Military police with automatic rifles loitered in greater numbers than usual, and bystanders crowded around to see. The man had been shot four times. Another young man who sold drugs on the beach was fatally stabbed a month or so ago.

Jorge, who runs the jogo de bicho on the beach and sells me coconut water, told me there was nothing to see. Just another message from the gang that used to run the beach to the gang that took over. The latter have made themselves scarce since the murder. According to Jesús, a barraqueiro who used to sleep on the beach until it became too dangerous, a lot of them are dead already. They don’t last long, he said.

Each killing brings a temporary show of a massive police presence, after which business as usual resumes: drug deals within spitting distance of where the police park and loaf around. The other end of the beach is more violent: it has more festas, so more drug dealing. Shootings usually happen there, not far from another police command. For the moment, the beach is tranquil, as it used to be before the gangsters moved in a few years ago.

Both facões – the gang that used to run the beach and the one that took over until the Sunday before last – belong to a larger local fação, Bonde de Maluco (‘Crazy Guy’s Crew’), which is backed by the PCC from São Paulo, Latin America’s largest organised crime outfit (thanks to the Brazilian prison system). Comando Vermelho, from Rio (also a product of the prison system), backs another local gang – called, ironically, Comando da Paz – and burned a bus in São Marcos on Monday after one of their members was murdered in police custody.

Murder is an integral part of urban policing in Brazil as in few other countries. More people were killed by the police in Bahia last year (1464) than in the entire United States (1201). Between 2017 and 2022 there were 341 mass-killings in Brazil, of which 252 were carried out by police. In Rio alone, where the police are responsible for 35 per cent of violent deaths, there have been 33 massacres so far this year, twenty of them during police operations, though the overall number of violent deaths in Salvador is down 19 per cent compared to the first half of last year. Afro-Brazilians suffer the brunt of state violence.

Silvio Almeida, a founder of Black Lives Matter Brazil and now the minister of human rights and citizenship, said on 5 August that the pattern of recent police violence, which left thirty dead in eight days in Salvador and the nearby cities of Camaçari and Itatim, was ‘incompatible with a country that calls itself democratic’. After meeting with Almeida on 6 August, the state government – which has been in the hands of the left-wing Workers’ Party (PT) for sixteen years – scrambled to fall in line. The governor, Jerônimo Rodrigues, having initially claimed that the police only killed ‘murderers, traffickers, rapists, robbers and other criminals’, promised to investigate any excesses. Almeida’s ministry will be conducting its own investigation.

On the São Paulo coast, in ‘Operation Shield’, the police killed at least 16 people in Vila Santa Clara, Guarujá, on 31 July, in revenge for the murder of a traffic cop several days earlier.
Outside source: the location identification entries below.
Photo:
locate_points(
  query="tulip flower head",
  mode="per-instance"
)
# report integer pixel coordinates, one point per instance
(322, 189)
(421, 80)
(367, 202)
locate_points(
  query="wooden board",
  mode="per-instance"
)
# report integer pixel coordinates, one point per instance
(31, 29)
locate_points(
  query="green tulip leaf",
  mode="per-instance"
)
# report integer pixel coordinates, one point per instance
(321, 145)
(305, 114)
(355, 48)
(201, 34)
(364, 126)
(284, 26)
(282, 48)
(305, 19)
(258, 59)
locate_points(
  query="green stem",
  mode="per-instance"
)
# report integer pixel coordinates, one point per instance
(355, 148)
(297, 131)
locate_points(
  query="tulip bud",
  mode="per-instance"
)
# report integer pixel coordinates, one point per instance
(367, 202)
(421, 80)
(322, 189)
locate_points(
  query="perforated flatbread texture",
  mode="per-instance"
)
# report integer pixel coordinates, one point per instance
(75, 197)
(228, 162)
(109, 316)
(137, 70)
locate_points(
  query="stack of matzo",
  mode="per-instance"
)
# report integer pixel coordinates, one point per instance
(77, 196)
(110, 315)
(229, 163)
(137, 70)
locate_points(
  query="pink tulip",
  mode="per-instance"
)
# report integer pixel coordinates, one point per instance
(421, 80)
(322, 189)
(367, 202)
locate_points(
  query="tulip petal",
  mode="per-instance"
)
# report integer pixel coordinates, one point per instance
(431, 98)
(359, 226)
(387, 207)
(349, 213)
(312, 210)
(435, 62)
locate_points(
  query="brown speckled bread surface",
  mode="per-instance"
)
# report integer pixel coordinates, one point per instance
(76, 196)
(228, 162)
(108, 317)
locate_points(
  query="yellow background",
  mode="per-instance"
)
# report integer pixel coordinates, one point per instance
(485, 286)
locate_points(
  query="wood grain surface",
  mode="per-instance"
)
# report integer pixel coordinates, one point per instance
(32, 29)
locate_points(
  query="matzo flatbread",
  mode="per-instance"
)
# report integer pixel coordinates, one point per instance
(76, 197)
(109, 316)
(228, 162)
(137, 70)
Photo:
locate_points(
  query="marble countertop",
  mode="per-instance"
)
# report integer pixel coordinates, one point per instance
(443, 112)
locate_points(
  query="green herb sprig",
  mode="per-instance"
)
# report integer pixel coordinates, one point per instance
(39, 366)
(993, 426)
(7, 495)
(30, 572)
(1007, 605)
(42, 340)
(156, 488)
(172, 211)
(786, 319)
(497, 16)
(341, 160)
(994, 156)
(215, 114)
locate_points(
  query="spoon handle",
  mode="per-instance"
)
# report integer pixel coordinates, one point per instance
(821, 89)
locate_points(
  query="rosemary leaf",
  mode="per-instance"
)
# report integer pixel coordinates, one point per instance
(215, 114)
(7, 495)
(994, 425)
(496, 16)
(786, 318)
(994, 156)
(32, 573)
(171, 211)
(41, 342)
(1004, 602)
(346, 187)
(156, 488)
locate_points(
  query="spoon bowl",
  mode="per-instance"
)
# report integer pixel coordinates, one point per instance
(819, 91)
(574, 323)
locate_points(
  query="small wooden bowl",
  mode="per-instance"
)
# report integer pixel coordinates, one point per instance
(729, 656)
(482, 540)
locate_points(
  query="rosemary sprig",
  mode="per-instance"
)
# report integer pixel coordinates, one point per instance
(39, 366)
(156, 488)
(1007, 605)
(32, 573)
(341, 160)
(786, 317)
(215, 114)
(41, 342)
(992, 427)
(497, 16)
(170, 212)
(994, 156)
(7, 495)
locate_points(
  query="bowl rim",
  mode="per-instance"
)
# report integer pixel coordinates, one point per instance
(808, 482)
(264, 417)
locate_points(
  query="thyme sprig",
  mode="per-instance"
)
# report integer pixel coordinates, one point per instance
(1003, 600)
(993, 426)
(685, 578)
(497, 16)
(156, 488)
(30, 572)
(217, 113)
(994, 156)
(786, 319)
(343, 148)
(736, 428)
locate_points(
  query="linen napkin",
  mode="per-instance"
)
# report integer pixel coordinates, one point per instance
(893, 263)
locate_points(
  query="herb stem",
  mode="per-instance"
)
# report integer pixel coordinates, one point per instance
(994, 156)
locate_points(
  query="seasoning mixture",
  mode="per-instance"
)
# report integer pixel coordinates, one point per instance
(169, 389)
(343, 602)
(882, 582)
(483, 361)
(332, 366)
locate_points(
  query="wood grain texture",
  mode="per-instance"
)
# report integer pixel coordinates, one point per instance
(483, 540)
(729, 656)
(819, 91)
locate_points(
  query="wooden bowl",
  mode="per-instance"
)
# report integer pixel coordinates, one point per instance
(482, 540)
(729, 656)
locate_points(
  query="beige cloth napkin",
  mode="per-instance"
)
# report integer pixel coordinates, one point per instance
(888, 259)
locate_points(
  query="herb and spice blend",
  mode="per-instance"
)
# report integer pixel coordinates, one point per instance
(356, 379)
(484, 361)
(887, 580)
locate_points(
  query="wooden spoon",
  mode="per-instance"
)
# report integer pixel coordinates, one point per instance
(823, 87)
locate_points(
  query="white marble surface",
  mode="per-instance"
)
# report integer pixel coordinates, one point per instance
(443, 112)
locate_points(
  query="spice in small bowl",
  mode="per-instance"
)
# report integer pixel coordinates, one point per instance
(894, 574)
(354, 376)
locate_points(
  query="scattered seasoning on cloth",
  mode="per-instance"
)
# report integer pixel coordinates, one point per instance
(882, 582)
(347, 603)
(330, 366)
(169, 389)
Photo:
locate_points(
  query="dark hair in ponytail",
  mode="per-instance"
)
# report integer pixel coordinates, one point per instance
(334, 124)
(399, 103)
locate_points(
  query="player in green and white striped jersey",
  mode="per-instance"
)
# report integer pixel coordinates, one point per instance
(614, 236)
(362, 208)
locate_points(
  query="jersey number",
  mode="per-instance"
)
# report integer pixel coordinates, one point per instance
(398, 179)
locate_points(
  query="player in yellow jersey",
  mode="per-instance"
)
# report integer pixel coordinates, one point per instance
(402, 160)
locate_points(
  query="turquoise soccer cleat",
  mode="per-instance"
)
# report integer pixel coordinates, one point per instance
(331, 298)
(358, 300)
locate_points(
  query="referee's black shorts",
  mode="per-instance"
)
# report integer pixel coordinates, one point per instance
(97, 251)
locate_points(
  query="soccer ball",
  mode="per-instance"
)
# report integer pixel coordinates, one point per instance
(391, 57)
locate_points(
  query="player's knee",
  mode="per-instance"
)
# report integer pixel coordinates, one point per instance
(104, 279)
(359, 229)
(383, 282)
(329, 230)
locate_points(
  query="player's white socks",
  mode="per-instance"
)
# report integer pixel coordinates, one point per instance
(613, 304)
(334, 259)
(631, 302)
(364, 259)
A family member of one victim said the police had promised to kill sixty in total; masked men have been raiding homes near where the massacre took place. The governor, Tarcísio de Freitas, formerly a minister in Bolsonaro’s government, declared his satisfaction with the operation.

The far right has deep roots in the police, as it does in the military, and the PT has never managed to confront the issue of policing and public security: neither under Lula from 2003 to 2010, nor under Dilma from 2011 to 2016. This explains, in part, how the Colombianisation of Brazil advanced so dramatically after the far right came to power in 2016, as well as why it continues despite Lula’s re-election last year, and is unlikely to stop. Rui Costa, before he became Lula’s chief of staff, ran Bahia, the PT’s most important stronghold, for two terms, from 2015 to 2022; Lula and Costa selected Rodrigues as Costa’s successor.

Although Bolsonaro may be on his way to jail and is now banned from politics, bolsonarismo – fascism with Brazilian characteristics (both military and parliamentary) – lives on. Unless Lula and the PT reverse course on public security, it is difficult to see how it can be uprooted from the state and civil society.